#127. Atipicidade, disciplina jurídica e excepcionalidade da revisão do contrato built to suit
por Alexandre Junqueira Gomide
O built to suit é modelo contratual em que o empreendedor se obriga a construir ou reformar um imóvel para adaptá-lo às necessidades específicas de um usuário que, por sua vez, receberá o direito ao uso e/ou fruição desse bem por determinado prazo, mediante o pagamento de uma contraprestação que engloba a remuneração pelo uso e, também, a restituição e retribuição do investimento realizado.1
Embora timidamente previsto na Lei do Inquilinato (Lei 8.245/1991) a partir da edição da Lei 12.744/2012, o built to suit é inegavelmente um contrato atípico misto, não obstante a sua breve disposição conferida no artigo 54-A.2
Atipicidade contratual
A atipicidade do contrato built to suit justifica-se por alguns fundamentos. Em primeiro lugar, diante da insuficiência de o artigo 54-A da Lei 8.245/1991 disciplinar adequadamente essa complexa modalidade contratual.3 Em segundo lugar, porque avaliando-se os elementos essenciais do contrato, fácil perceber que o built to suit combina prestações distintas, afastando-se do modelo típico e tradicional da locação ou da empreitada. Assim, as prestações que qualificam o contrato built to suit são, de um lado, a construção somada à cessão do uso e fruição e, de outro, o pagamento das prestações periódicas.4
Contrariamente ao contrato típico de locação, em que a prestação do locador é nomeadamente permitir o uso e a fruição de imóvel já construído para ocupação do inquilino, no contrato built to suit, o empreendedor primeiro constrói (ou reforma substancialmente) sob medida para permitir ao ocupante usar e fruir do imóvel. Assim, a primeira prestação do contrato é a empreitada, tão relevante quanto a prestação da locação. Somente após a conclusão da obra é que o uso do espaço poderá ser conferido em favor do ocupante. Assim, em nossa opinião, inexiste uma prestação de referência dominante.5
Como se nota, a finalidade contratual envolvida no contrato built to suit extrapola os limites legais da locação ou da empreitada. Segundo Álvaro Villaça de Azevedo,6 o elemento típico, quando somado com outro elemento típico, ou mesmo atípico, desnatura-se, compondo-se esse conjunto de elementos um novo contrato, uno e complexo, com todas as suas obrigações, formando algo individual e indivisível. Assim, o contrato built to suit, apesar da previsão do artigo 54-A da Lei do Inquilinato, é contrato atípico misto, tal como defende a doutrina7 e a jurisprudência.8
A classificação da atipicidade não é uma questão meramente acadêmica, mas imprescindível para a compreensão da disciplina jurídica do contrato. A função do tipo contratual é justamente estabelecer o regime jurídico a ser aplicado. Quando os contratantes se obrigam a realizar prestações de um contrato inegavelmente típico, o regime jurídico aplicável é aquele estabelecido na lei. Quando as partes, a seu turno, combinam tipos contratuais distintos, atraindo a classificação da atipicidade, não haverá regime jurídico legal a ser aplicado imediatamente, uma vez que não compete ao intérprete simplesmente somar a disciplina jurídica de prestações diversas.

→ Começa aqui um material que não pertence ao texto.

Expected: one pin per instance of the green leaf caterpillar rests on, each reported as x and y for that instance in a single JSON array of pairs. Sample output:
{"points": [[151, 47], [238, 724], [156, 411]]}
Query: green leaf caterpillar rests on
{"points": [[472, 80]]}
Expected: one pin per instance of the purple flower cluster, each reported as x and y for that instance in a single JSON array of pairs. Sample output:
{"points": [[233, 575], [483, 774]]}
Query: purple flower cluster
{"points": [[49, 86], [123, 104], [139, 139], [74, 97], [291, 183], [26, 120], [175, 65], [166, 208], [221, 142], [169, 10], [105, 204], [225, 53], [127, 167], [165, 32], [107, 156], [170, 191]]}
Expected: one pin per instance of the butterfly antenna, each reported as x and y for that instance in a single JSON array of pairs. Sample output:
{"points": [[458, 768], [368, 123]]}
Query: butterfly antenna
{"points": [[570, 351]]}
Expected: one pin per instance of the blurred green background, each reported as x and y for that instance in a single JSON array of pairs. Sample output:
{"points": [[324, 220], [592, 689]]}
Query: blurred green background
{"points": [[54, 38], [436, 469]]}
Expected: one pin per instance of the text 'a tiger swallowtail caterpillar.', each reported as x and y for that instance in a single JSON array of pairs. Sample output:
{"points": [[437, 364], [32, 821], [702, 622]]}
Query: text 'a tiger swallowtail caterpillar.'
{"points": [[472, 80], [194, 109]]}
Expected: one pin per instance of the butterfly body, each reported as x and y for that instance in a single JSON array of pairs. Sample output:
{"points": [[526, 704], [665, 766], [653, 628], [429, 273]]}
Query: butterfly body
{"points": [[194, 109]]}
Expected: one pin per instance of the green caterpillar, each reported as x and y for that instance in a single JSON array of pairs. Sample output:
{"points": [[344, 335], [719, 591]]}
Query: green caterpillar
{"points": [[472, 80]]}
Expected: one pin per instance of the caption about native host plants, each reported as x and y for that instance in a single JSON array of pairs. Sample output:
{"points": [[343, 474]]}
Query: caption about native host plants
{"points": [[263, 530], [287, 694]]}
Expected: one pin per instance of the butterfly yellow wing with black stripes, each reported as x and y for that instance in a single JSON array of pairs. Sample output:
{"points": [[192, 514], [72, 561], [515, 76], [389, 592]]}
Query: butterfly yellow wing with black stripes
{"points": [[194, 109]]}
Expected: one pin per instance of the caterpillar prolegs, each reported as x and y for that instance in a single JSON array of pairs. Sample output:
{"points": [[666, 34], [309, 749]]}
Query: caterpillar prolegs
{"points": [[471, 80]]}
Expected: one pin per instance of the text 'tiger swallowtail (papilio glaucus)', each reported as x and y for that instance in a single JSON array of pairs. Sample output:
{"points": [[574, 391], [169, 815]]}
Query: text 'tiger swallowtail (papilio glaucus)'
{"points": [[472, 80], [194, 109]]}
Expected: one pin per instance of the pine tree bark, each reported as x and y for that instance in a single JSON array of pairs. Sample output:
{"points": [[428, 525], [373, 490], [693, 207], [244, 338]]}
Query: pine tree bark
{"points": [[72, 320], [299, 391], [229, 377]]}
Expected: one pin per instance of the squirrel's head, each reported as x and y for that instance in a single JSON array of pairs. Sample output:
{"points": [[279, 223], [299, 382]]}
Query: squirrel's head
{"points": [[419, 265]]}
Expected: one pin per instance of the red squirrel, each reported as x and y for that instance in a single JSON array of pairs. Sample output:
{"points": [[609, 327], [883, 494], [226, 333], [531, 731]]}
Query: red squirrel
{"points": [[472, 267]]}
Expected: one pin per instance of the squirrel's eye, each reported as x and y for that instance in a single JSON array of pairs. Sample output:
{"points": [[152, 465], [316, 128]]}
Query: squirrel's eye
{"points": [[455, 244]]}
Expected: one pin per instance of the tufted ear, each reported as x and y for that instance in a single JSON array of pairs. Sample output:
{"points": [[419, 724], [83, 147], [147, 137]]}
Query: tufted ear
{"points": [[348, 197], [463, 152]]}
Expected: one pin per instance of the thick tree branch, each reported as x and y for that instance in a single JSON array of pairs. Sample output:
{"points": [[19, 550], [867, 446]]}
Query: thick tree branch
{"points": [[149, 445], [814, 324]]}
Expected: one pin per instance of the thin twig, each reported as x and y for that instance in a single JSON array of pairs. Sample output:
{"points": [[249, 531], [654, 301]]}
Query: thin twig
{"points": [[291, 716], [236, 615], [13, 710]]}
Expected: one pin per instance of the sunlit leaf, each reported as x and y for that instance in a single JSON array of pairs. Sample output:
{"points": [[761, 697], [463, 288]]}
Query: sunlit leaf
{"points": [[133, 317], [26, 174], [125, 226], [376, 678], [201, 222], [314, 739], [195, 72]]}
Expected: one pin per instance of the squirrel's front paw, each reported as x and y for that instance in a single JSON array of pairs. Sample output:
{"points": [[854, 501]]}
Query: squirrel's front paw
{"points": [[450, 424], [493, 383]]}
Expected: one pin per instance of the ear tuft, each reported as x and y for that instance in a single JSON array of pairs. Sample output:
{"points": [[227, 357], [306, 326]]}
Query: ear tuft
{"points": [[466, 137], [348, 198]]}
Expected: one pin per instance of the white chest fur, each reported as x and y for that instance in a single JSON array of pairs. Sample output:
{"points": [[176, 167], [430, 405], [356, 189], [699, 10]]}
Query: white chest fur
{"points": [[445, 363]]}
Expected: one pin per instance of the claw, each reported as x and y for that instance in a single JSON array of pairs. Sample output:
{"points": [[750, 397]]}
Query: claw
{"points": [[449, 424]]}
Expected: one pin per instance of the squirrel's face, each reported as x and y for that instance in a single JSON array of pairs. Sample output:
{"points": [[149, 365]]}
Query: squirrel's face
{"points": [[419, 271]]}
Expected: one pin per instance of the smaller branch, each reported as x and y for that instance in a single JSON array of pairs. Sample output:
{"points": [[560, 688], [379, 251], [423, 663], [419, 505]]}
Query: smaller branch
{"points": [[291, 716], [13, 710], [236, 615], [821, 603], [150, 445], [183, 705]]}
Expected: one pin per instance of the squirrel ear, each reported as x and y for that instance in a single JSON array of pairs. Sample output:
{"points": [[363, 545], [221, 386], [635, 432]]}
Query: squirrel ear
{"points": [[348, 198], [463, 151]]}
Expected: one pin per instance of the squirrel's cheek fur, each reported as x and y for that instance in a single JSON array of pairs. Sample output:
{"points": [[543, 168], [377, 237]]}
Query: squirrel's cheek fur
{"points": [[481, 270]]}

Disciplina jurídica dos contratos atípicos
Ora, a disciplina jurídica dos contratos atípicos é distinta. Maria Helena Brito9 assevera que, nos contratos atípicos, a hierarquia das fontes aplicáveis seria: (i) antes de mais nada, as regras fixadas pelos contraentes, desde que lícitas; (ii) em segundo lugar, as normas e princípios fixados na lei para categorias contratuais dentro das quais o contrato se inclua; (iii) se tal não bastar, as normas e os princípios estabelecidos na lei para a generalidade dos contratos e, em geral, para os negócios jurídicos e obrigações, (iv) ao final, só depois de esgotadas essas possibilidades se deve atender às normas reguladoras do tipo ou dos tipos contratuais com que o contrato apresente mais afinidades, aplicando-se, por analogia, as disposições não excepcionais desse ou desses tipos contratuais.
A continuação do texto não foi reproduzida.